Car si la musique créée par Stars Of The Lid ne se révèle pas aussi vite qu’un Usain Bolt sous ecstasy, l’attention, la concentration portée à cet effort pendant plusieurs écoutes payera à coup sûr. Brian McBride a révélé un jour dans une interview qu’ils avaient choisi ce nom de groupe en référence à  » ton propre cinéma, celui disposé entre ton oeil et ta paupière « . Et toute la force de ce duo réside ici, dans sa capacité à créer une histoire. Un flux et reflux de nappes sonores finement ciselées, résonnant alors dans l’infini, et construisant un univers, un cocon si puissant qu’on aimerait se jeter dedans à bras ouverts, s’y installer, y vivre.

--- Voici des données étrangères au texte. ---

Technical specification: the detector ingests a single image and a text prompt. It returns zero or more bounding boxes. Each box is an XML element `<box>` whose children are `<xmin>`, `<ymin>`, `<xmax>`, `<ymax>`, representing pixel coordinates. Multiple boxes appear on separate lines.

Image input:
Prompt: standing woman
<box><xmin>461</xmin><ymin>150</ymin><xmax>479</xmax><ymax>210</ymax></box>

Le travail sur le son est remarquable, car précis, fin, pur et permet alors au duo de faire naître de somptueuses mélodies, souvent mélancoliques, de celles qui désarment et vont droit au coeur. Un voyage de deux heures porteur d’une certaine quiétude, de ce sentiment diffus de mélancolie et de nostalgie, réconfortant, flottant, foetal, chaleureux; un sentiment déjà transmis par les couleurs chaudes de l’artwork, mais difficile à cerner, car mystérieux, céleste et toujours plus proche des étoiles.

Silencieux, mais pourtant grouillant de vie. Jamais une musique n’avait paru si évocatrice, suggestive, aussi magnifiquement cinématographique, les images défilant avec une facilité déconcertante, et cet album ne devient alors en définitive qu’un noble support pour y construire ton propre film. Un support grandiose, épique, mais toujours juste et jamais grandiloquent, rappelant les travaux de Gavin Bryars, pour sa capacité à hypnotiser, à captiver, à amener loin, bien plus loin qu’on ne le pensait.

Une épopée qui se conclut par l’imposant December Hunting For Vegetarian Fuckface  » (titre génial), final d’une vingtaine de minutes incroyablement ensorcelant, magnétique et prenant, pour un album absolument magnifique, à classer parmi les sorties les plus vitales de ce début de siècle.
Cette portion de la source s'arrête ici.